D. Pihak yang terlibat
1. Investor (owner)
Merupakan
orang/perusahaan yang akan menanamkan modal pertama kali pada proyek. Owner
disini merupakan pihak yang memiliki ide untuk membangun suatu proyek. Owner
akan melakukan tinjauan mengenai ide membuat suatu proyek untuk mengetahui
seberapa lama investasi yang mereka tanamkan mencapai BEP (Break Event Point)
dan akan dibandingkan dengan produk investasi lainnya yang lebih menjanjikan
baik berupa produk perbankan, obligasi (saham/reksadana) atau produk investasi
lainnya.
2.
Lenders
Merupakan orang/badan/perusahaan yang
bekerja sama dengan peminjamnya, menyuntikan modalnya dengan bunga yang
disepakati. Lenders biasanya adalah bank.

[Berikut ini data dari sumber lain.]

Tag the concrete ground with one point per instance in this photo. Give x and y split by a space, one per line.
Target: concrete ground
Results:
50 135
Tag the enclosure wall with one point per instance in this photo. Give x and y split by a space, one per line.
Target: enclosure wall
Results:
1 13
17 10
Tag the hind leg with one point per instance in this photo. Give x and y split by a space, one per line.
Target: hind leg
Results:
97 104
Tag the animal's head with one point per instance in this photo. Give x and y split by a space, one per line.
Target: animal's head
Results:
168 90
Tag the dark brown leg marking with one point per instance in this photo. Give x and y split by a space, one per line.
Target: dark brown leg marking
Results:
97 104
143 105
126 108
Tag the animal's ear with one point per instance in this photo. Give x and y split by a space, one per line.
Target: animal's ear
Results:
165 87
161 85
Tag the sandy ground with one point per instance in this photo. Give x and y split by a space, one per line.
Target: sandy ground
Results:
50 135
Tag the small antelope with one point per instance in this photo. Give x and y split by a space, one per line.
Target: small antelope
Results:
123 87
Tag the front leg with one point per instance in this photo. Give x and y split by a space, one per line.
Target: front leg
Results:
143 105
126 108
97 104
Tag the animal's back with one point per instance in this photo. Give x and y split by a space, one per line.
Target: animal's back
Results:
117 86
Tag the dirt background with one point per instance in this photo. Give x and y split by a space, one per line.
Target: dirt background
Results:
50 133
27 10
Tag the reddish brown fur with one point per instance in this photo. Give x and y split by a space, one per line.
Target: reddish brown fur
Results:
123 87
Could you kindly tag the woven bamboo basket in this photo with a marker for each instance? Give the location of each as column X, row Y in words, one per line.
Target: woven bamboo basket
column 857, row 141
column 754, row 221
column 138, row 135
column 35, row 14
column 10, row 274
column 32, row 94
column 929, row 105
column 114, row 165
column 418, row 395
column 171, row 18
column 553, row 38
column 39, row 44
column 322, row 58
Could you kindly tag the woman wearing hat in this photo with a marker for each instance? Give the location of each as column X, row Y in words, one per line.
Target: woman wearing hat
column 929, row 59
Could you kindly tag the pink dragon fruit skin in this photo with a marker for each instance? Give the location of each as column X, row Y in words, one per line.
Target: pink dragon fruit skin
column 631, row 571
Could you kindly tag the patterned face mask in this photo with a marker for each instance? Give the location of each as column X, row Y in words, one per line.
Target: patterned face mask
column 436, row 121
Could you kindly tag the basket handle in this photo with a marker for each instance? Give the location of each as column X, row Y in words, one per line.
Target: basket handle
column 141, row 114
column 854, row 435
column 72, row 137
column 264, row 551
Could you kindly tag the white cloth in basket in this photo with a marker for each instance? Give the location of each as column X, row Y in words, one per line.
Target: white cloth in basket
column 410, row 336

Saat pengajuan pinjaman, lenders akan
melihat cash flow pengembalian pinjaman yang diajukan.
3.
Kontraktor
Merupakan pihak yang akan melaksanakan
atau membangun suatu proyek yang telah disetujui oleh pemilik modal (owner).
Kontraktor dituntut untuk melaksanakan proyek sesuai dengan waktu yang telah
ditentukan oleh owner.
4.
Konsultan
Merupakan pihak yang dipekerjakan oleh
owner sebagai perwakilan owner saat pelaksanaan proyek berlangsung, baik
sebagai perencana maupun pengawas selama pelaksanaan proyek.
5.
Supplier
Merupakan pihak yang terkait dalam pengadaan material konstruksi.
Merupakan pihak yang terkait dalam pengadaan material konstruksi.
6.
Tenaga Kerja
Merupakan pihak yang
berada dibawah tanggung jawab kontraktor atau subkontraktor untuk melaksanakan
kegiatan konstruksi dilapangan dengan keahlian atau keterampilan tertentu, baik
secara individu maupun kelompok yang dikoordinasikan oleh mandor.
7.
Bank
Merupakan institusi yang dapat menyediakan sumber keuangan atau sumber pinjaman yang membantu pendanaan proyek.
Merupakan institusi yang dapat menyediakan sumber keuangan atau sumber pinjaman yang membantu pendanaan proyek.